How to (Efficiently) Find Subpaths in Recursive Trees through Cypher (Graph vs Regex)

I'm trying to reproduce a Go SGF game tree in Neo4j through Cypher so I can pattern-search through, as a graph. This is the shape of a Go game tree — based on Sabaki's SGF Parser —:

type GameTree = {
  id: number;
  data: { [key: string]: string[] };
  parentId: number | null;
  children: GameTree[];

You can find a reproducible sample of the problem in this commit.

So far, I've successfully managed to model it just like it appears in a Go editor's game tree:

Game Tree on Neo4j Desktop

B and W mean Black and White moves. AB and AW are "added black or white stones", for when editing the board position. For this question's purposes, only move matters actually, which has the same value as either B or W. Board coordinates are given in 2 letters, e.g. column m and row r gives out the string 'rm'.

Now, what I would like to do is return the full path (probably the root node would suffice actually) from the root if a specified subpath (no skipping) is found. So far, I have this, which does work:

MATCH p=(g:GameNode)-[:NEXT_MOVE*]->()

WITH g, p,
     [m in TAIL(NODES(p)) | m.move] AS moves

WITH g, p,
     REDUCE(path = '', move in moves | path + move) AS joined_moves

WHERE joined_moves CONTAINS "rmro"

RETURN g, p, joined_moves

Following @cybersam's answer, I think this could make it more explicit to Neo4j so it uses an index on m.move — e.g. CREATE INDEX move_node_move_idx FOR (m:MoveNode) ON (m.move) —:

MATCH p=(g:GameNode)-[:NEXT_MOVE*]->(m1:MoveNode)-[:NEXT_MOVE*]->()

WHERE m1.move = HEAD(['rm', 'ro'])

WITH g, p,
     [m in TAIL(NODES(p)) | m.move] AS moves

WITH g, p,
     REDUCE(path = '', move in moves | path + move) AS joined_moves

WHERE joined_moves CONTAINS "rmro"

RETURN g, p, joined_moves

But I really don't know if this type of pattern-search would be efficient enough through Neo4j or other graph databases. I think it could be since, even though most games have 200+ move branches, there aren't that many of them usually. And the analysis would be on unidirectional branches where order matters (no skipping), so it should probably limit the search space even more.

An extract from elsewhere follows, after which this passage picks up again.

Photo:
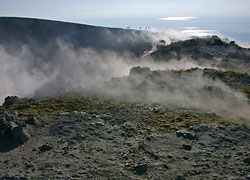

Alternatively, I'm considering placing a string with the full path to it in each move node. This way I could use Regexes (I know Regexes can also be modeled as graphs) instead of path searches. That said, if it works, then I think using a SQL database would be probably enough. However, I would probably stick to Neo4j still, cause modeling this as a graph could provide more useful features in the future.



  • The query below should be fairly performant in returning the moves in every game that contains the desired sequence of moves. It assumes you:

    • Have an index on MoveNode.move,
    • Pass the list of desired moves in the $moves parameter,
    • Adjust the length of the variable-length relationship in the first MATCH to be 1 less than the length of $moves. For example, if $moves has 2 items, use *1 instead of *2. This is admittedly ugly, but Cypher does not support dynamic bounds.


    MATCH p1=(m1:MoveNode)-[:NEXT_MOVE*2]->(m2)
    WHERE m1.move = HEAD($moves) AND [m IN TAIL(NODES(p1)) | m.move] = TAIL($moves)
    MATCH p2 = (m2)-[:NEXT_MOVE*0..]->(end) WHERE NOT (end)-[:NEXT_MOVE]->()
    MATCH p3 = (g:GameNode)-[:NEXT_MOVE*]->(m1)
    RETURN [a IN NODES(p3)[1..-1] | a.move] + $moves + [b IN NODES(p2)[1..] | b.move]

    The index is used to limit and anchor the search by quickly finding the m1 nodes (the MoveNodes matching the first item in $moves), instead of wading through all paths from every GameNode. Then the query:

    • Filters m1 by requiring that it is followed by a subpath satisfying the rest of the $moves list,
    • Finds the sequence of moves that follow each subpath,
    • Works backwards from the surviving m1 nodes to find the corresponding GameNodes.
    • Constructs and returns the sequence of moves for each matching game.

    So, this query starts off by using the index to find the first set of relevant nodes, and keeps adding relationships (and end nodes) to what was already found until it finally has the desired results. There is never a need to scan through irrelevant data.